I’m Screwtape, also known as Skyler. I’m an aspiring rationalist originally introduced to the community through HPMoR, and I stayed around because the writers here kept improving how I thought. I’m fond of the Rationality As A Martial Art metaphor, new mental tools to make my life better, and meeting people who are strange in ways I find familiar and comfortable. If you’re ever in the Boston area, feel free to say hi.
Starting early in 2023, I’m the ACX Meetups Czar. You might also know me from the New York City Rationalist Megameetup, editing the Animorphs: The Reckoning podfic, or being that guy at meetups with a bright bandanna who gets really excited when people bring up indie tabletop roleplaying games.
I recognize that last description might fit more than one person.
I have a lot of interest in the data collection puzzle.
Object Level Questions
My last best writeup of the problem is the Unofficial 2024 LessWrong Community Census, in one of the fishing expeditions. My strategy has been to ask about things that might make people more rational (e.g. going to CFAR workshops, reading The Sequences, etc) and ask questions to test people’s rationality (e.g. conjunction fallacy, units of exchange, etc) and then check if there’s any patterns.
There’s always the good ol’ self-report on comfort with techniques, but I’ve been trying to collect questions that are objective evaluations. A partial collection of my best:
Calibration questions (“What are your odds that the population of Japan is >100 million?”)
Conjunction fallacy questions (Ask group A “What are your odds Russia and Ukraine are still at war in 2026?” and ask group B “What are your odds Putin is dead and Russia and Ukraine are still at war in 2026?”)

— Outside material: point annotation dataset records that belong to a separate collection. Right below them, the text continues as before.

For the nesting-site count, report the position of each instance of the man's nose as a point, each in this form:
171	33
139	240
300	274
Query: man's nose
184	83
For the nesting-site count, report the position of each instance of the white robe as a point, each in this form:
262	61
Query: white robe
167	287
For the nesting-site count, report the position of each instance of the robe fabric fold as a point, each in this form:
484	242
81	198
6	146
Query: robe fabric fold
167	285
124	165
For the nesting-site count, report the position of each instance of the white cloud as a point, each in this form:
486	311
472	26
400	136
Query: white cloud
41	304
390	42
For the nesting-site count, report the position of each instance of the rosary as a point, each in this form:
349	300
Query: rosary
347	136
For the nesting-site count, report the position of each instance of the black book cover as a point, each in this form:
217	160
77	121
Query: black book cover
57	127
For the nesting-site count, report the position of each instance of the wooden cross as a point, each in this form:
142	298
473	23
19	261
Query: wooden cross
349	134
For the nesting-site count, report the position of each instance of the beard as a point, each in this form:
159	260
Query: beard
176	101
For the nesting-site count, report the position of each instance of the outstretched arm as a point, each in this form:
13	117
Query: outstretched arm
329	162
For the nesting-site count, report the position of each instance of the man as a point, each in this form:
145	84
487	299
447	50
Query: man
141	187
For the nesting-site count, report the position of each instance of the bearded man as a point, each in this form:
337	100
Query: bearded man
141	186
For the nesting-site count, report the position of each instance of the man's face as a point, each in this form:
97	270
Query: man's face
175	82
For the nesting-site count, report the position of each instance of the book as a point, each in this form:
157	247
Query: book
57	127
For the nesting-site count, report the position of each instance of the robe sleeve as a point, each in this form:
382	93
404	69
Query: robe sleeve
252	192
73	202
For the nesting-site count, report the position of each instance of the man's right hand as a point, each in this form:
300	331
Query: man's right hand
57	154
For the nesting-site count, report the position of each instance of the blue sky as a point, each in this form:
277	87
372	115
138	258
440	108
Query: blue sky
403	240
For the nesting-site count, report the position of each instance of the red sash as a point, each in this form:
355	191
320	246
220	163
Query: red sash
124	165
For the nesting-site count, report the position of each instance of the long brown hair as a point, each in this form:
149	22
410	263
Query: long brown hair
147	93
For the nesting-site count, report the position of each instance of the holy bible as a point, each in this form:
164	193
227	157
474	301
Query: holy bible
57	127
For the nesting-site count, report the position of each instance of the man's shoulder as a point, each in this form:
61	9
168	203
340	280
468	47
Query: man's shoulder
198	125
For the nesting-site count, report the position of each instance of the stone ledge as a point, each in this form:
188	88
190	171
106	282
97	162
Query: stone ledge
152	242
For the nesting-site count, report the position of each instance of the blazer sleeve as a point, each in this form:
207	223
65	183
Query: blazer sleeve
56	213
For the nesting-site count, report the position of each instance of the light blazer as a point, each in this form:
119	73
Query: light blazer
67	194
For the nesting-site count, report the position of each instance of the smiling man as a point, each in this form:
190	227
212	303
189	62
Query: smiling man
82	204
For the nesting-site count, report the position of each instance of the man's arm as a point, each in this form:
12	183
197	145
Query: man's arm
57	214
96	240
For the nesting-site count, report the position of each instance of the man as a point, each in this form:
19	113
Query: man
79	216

Units of Exchange questions (See the “Values and Dutch Booking” section of the census for one way I test that.)
Argument by authority (“Do you agree with Scott Alexander that Ritalin has less risk of Parkinson’s than Adderall?” where this is a mistake he’s since admitted.)
Brainstorm count (“How many unaccustomed uses of objects in this room for combat can you come up with?”)
Still, self-reports aren’t worthless.
Meta, how do we find good questions?
I’m tempted to ask people their goals, ask who’s succeeding at their goals or at common goals, and then operate as though that’s a useful proxy. There’s a fair number of people who say they want a well paying job and a happy relationship, and other people who have those things. Selection effects are sneaky though, and I don’t trust my ability to sort out people who are doing well financially because of CFAR’s good teachings from the people who were able to attend CFAR because they were already doing well financially.
On a meta level, I feel pretty excited about different groups that are trying to increase rationality asking each other’s questions. That is, if ESPR had a question, CFAR had another question, and the Guild of the Rose had a third question, I think it’d be great if each of them asked their attendees all three questions. Even better in my view to add a few organizations that are adjacent but not really aiming at that goal; ACX Everywhere or Manifold, for instance. Those would be control groups. The different organizations are doing different things, and if ESPR starts doing better on the evaluation questions than Guild of the Rose then maybe the Guild starts borrowing more from ESPR’s approach. If ACX Everywhere attendees have better calibration than Metaculus, then we notice we’re confused. I’ve been doing this for the ULWC Census already, and I’d be interested in adding it to after-event surveys.
Is there one or two questions CFAR wants to ask, or has historically asked, that you’d like to add to that collection? Put another way, what are the couple of evaluation questions you think CFAR alumni will do better on relative to say, ACX Everywhere attendees?